Domesday Book was commissioned by William the Conqueror (1066-1087) at Christmas 1085. It was designed to show who held every piece of land in the newly conquered Kingdom of England. It was known colloquially as the Domesday Book because it was seen as being as final as the Last Judgement and as difficult to conceal things from. The book does not cover the whole country - Cumberland, Durham, Northumberland, and Westmorland were omitted and London and Winchester likewise, along with some other towns. A separate book, called Little Domesday covered the counties of Essex, Norfolk and Suffolk and, despite its name, it is actually bigger and more detailed than the Great Domesday Book containing the other counties. 

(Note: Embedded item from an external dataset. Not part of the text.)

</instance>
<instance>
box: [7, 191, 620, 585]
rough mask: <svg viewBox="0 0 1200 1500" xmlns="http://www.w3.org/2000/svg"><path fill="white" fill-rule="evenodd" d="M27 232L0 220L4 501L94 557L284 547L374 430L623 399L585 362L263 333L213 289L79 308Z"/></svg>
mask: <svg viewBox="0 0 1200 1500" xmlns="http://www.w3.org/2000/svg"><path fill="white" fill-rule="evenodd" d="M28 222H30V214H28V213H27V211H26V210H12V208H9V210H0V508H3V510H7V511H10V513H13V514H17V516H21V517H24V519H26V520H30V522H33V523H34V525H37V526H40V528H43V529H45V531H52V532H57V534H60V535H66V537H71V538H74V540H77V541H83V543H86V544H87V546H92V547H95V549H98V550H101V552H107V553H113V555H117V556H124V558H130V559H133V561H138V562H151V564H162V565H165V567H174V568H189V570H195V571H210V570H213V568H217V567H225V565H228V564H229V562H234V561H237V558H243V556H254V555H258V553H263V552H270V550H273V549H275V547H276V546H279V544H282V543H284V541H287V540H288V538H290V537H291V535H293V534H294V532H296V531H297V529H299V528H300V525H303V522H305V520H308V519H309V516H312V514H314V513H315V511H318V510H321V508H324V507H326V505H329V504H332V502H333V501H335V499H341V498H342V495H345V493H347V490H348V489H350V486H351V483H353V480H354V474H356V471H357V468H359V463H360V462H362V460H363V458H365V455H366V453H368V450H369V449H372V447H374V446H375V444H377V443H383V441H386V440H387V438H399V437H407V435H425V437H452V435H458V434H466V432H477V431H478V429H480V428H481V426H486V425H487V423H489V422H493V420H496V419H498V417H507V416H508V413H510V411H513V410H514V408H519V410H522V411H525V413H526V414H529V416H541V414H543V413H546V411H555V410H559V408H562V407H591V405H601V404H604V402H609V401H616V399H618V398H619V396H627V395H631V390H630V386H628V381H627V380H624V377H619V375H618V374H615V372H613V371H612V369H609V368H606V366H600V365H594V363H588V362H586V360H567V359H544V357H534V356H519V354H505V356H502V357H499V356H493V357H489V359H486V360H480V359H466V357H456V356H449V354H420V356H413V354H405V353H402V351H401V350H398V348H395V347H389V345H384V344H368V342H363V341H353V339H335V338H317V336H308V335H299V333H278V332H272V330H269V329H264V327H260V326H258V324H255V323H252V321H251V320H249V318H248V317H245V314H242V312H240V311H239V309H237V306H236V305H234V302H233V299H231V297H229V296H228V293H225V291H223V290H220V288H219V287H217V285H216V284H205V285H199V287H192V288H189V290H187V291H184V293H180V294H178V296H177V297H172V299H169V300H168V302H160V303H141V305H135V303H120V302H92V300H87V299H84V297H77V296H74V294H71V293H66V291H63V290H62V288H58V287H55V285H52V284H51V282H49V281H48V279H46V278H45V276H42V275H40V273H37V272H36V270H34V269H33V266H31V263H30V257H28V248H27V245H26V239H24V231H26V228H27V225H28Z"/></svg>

In 1066 Harlington was held by four thanes, and in 1086 it was held by Nigel d’Aubigny (de Albini) as part of his barony of Cainhoe. By 1086 the value of the holding to the lord was £6, just two-thirds of its £9 value in 1066. The land consisted of 10 ploughlands, with 3½ lord’s plough teams and 5 men’s ploughteams, with another 2 lord’s plough teams possible. There was also 4 ploughlands of meadow and woodland for 400 pigs. There were 28 households, made up of 12 villagers, 6 smallholders and 10 slaves. These were heads of household and so the figure needs to be multiplied by a factor of four or so, giving a population of around a hundred, making it an average sized parish.